Laporan Wartawan Tribunnews, Mario Christian Sumampow
TRIBUNNEWS.CON, JAKARTA - Warga Kabupaten Dairi, Sumatera Utara mendesak Mahkamah Agung (MA) untuk menegakkan keadilan untuk kepentingan masyarakat yang kehidupannya terancam akibat operasi tambang mineral PT Dairi Prima Mineral (PT DPM).
Desakan ini diserukan dalam konferensi pers yang digelar di Kantor Yayasan Lembaga Bantuan Hukum Indonesia (YLBHI), Jakarta, Senin (5/8/2024).
Pada 14 Februari 2024 lalu, warga Dairi mengajukan gugatan kasasi ke MA setelah Pengadilan Tinggi Tata Usaha Negara (PT TUN) Jakarta menyatakan Persetujuan Lingkungan PT DPM sah pada persidangan 22 November 2023.
Persetujuan lalu diterbitkan Kementerian Lingkungan Hidup dan Kehutanan (KLHK) melalui SK Nomor 854/MENLHK/SETJEN/PLA.4/8/2022 tentang Kelayakan Lingkungan Hidup PT Dairi Prima Mineral.

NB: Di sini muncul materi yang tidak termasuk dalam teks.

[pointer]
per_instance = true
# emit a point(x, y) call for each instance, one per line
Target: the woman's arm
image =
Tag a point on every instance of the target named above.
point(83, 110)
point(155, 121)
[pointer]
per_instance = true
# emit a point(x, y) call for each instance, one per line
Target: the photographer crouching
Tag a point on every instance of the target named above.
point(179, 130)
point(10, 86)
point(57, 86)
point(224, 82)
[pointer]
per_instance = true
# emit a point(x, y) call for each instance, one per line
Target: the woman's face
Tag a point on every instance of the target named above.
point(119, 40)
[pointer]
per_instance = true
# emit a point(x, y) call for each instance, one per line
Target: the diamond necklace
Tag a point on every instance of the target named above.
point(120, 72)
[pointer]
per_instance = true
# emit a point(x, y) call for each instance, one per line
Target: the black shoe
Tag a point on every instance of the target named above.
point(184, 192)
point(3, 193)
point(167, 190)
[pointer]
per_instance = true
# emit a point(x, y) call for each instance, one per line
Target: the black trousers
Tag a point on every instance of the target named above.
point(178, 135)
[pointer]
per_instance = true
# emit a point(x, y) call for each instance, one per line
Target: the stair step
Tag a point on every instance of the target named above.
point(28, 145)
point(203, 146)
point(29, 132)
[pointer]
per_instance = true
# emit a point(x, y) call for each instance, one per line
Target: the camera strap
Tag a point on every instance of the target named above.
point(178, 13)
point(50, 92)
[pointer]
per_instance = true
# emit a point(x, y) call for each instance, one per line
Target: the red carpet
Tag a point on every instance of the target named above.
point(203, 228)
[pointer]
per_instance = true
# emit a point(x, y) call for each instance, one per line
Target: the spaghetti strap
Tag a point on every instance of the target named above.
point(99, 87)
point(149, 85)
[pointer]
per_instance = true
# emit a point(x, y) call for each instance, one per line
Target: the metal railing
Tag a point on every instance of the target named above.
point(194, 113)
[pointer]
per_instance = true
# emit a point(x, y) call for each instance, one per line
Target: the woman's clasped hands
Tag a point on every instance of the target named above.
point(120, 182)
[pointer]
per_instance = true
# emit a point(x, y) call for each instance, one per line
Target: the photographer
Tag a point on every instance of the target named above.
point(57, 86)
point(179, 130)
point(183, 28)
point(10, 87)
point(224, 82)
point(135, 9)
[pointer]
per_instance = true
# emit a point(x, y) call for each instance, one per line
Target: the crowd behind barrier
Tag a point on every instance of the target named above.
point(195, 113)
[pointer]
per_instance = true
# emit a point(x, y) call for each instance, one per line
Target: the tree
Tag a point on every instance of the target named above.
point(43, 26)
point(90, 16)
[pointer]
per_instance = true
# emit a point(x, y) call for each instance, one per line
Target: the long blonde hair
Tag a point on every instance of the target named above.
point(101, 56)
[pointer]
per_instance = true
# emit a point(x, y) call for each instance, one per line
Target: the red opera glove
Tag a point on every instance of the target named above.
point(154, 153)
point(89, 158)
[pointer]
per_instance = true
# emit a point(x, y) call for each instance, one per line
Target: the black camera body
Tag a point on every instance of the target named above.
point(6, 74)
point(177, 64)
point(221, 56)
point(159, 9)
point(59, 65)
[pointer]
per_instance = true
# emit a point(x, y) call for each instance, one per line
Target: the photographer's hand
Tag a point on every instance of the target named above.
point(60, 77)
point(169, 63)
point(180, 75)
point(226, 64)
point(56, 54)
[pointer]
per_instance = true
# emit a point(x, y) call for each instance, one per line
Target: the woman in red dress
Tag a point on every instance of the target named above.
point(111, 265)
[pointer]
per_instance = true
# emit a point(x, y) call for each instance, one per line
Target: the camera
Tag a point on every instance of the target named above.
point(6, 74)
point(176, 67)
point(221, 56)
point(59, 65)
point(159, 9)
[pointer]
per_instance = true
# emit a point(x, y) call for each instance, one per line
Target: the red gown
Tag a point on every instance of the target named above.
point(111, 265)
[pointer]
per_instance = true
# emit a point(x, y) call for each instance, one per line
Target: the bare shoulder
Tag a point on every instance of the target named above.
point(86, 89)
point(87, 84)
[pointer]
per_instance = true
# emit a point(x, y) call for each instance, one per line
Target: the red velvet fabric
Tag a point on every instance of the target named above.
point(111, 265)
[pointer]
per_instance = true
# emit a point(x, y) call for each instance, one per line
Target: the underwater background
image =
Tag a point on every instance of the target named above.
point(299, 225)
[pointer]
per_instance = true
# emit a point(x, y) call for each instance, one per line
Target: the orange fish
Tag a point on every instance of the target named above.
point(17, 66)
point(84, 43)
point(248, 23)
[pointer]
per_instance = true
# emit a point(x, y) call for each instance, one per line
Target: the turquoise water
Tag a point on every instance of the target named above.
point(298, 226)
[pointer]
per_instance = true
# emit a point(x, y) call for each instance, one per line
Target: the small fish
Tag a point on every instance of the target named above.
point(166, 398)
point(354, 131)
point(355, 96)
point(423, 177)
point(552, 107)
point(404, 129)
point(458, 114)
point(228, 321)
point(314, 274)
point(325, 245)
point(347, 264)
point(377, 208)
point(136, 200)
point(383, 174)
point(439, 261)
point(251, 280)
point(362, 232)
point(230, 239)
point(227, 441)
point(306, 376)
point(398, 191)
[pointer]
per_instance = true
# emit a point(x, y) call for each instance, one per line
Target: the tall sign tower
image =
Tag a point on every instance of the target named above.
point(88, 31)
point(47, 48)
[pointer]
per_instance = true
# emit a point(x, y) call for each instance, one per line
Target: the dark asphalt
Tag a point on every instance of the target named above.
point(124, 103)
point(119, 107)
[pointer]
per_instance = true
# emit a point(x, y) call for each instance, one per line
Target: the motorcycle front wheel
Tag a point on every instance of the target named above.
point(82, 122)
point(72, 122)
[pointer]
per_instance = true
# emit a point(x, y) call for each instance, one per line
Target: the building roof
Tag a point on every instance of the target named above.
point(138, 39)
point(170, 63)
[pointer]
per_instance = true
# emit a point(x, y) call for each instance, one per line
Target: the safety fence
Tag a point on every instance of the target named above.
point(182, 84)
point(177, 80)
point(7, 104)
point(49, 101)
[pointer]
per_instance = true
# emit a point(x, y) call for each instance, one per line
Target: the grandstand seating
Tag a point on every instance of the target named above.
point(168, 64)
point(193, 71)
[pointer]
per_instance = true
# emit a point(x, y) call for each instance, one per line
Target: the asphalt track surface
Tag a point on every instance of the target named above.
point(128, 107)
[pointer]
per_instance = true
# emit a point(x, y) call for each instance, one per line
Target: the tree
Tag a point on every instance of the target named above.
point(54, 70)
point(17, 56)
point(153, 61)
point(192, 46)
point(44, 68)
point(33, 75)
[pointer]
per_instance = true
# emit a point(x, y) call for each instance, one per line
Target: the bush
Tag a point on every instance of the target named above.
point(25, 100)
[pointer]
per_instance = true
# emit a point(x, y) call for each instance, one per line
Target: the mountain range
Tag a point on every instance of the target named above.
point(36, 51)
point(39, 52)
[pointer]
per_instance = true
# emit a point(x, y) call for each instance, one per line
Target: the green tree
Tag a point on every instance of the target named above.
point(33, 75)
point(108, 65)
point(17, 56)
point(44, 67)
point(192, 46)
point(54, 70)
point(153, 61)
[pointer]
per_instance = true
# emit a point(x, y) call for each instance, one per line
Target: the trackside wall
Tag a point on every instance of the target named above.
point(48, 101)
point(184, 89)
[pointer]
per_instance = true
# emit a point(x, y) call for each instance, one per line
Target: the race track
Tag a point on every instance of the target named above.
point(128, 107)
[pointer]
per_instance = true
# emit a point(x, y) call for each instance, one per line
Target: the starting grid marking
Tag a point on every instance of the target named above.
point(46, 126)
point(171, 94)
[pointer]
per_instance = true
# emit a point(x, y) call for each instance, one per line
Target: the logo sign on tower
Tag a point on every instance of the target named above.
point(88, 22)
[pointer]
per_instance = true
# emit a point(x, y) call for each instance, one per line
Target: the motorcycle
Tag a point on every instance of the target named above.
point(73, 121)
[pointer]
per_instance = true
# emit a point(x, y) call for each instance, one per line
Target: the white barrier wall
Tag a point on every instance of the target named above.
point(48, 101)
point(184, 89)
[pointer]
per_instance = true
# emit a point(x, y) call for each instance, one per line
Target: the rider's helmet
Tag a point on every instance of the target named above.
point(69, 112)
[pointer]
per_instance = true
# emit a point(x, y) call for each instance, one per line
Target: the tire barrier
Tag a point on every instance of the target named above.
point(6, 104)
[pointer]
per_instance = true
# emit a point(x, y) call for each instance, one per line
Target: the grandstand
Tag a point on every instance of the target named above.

Padahal, PTUN Jakarta telah memutuskan Persetujuan Lingkungan PT DPM adalah tidak sah dan memerintahkan KLHK mencabut izin tersebut pada 24 Juli 2023.
Kuasa hukum warga Dairi, Judianto Simanjuntak menyatakan, gugatan kasasi yang diajukan berkaitan dengan keselamatan hidup masyarakat yang kini terancam oleh aktivitas tambang seng dan timah hitam PT DPM.
"Dairi merupakan kawasan yang rawan gempa karena dilalui oleh tiga jalur patahan gempa, yakni patahan Toru, Renun, dan Angkola. Kerawanan ini membuat Dairi tidak layak untuk ditambang,” kata Judianto dalam konferensi pers tersebut.
”Karena peristiwa gempa dapat menjadi bencana yang membahayakan nyawa para warga di sekitar lokasi tambang,” ia menambahkan.
Baca juga: Jaksa Ungkap Kerusakan Lingkungan Akibat Korupsi Timah Mencapai 170 Hektare
Judianto merujuk pada kajian ahli hidrologi, Steve Emerman terkait keberadaan PT DPM ihwal rencana pertambangan yang diusulkan itu tidak tepat, karena berada di atas tanah yang tidak stabil dan lokasi gempa tertinggi di dunia.
Ihwal kerawanan tersebut, lanjut Judianto, sebagaimana juga ditegaskan oleh majelis hakim PTUN Jakarta, Kabupaten Dairi merupakan daerah rawan bencana sehingga tidak layak untuk ditambang.
“Majelis Hakim PTUN Jakarta juga menekankan perlunya menerapkan asas kehati-hatian untuk mencegah terjadinya kerusakan lingkungan," kata Judianto.
Gugatan kasasi warga Dairi kini terdaftar dengan nomor perkara 277 K/TUN/LH/2024. Menurut situs web MA, perkara dengan nomor tersebut berada dalam tahap pemeriksaan oleh majelis.
Adapun majelis hakim yang menangani perkara tersebut adalah: Yulius (Ketua Majelis), Lulik Tri Cahyaningrum (Anggota Majelis 1), dan Yosran (Anggota Majelis 2).
PT TUN Klaim Putuskan PT DPM Sudah Lalui Prosedur Benar
PT TUN Jakarta menyatakan PT DPM sudah melalui prosedur yang benar dalam proses Persetujuan Lingkungan. Selain itu, PT TUN juga menyatakan warga Dairi yang menggugat di PTUN tidak memiliki kepentingan hukum.
Padahal, berdasarkan fakta, tegas Judianto, penerbitan persetujuan lingkungan berupa dokumen kelayakan lingkungan hidup tidak melibatkan masyarakat yang terdampak secara langsung.
Ia juga menilai PT TUN Jakarta keliru karena menyatakan warga yang menggugat tidak memiliki kepentingan hukum. Padahal, warga menggugat karena menjadi korban yang terdampak langsung dari aktivitas PT DPM.
“Disebutkan bahwa PT DPM sudah memenuhi semua prosedur untuk mendapatkan izin itu. Padahal faktanya kan sudah tidak memenuhi prosedur,” ungkapnya.
“Minimal itu tadi, bahwa proses pembentukan amdal itu harus melibatkan warga. Buktinya warga tidak dilibatkan,” tegas Judianto.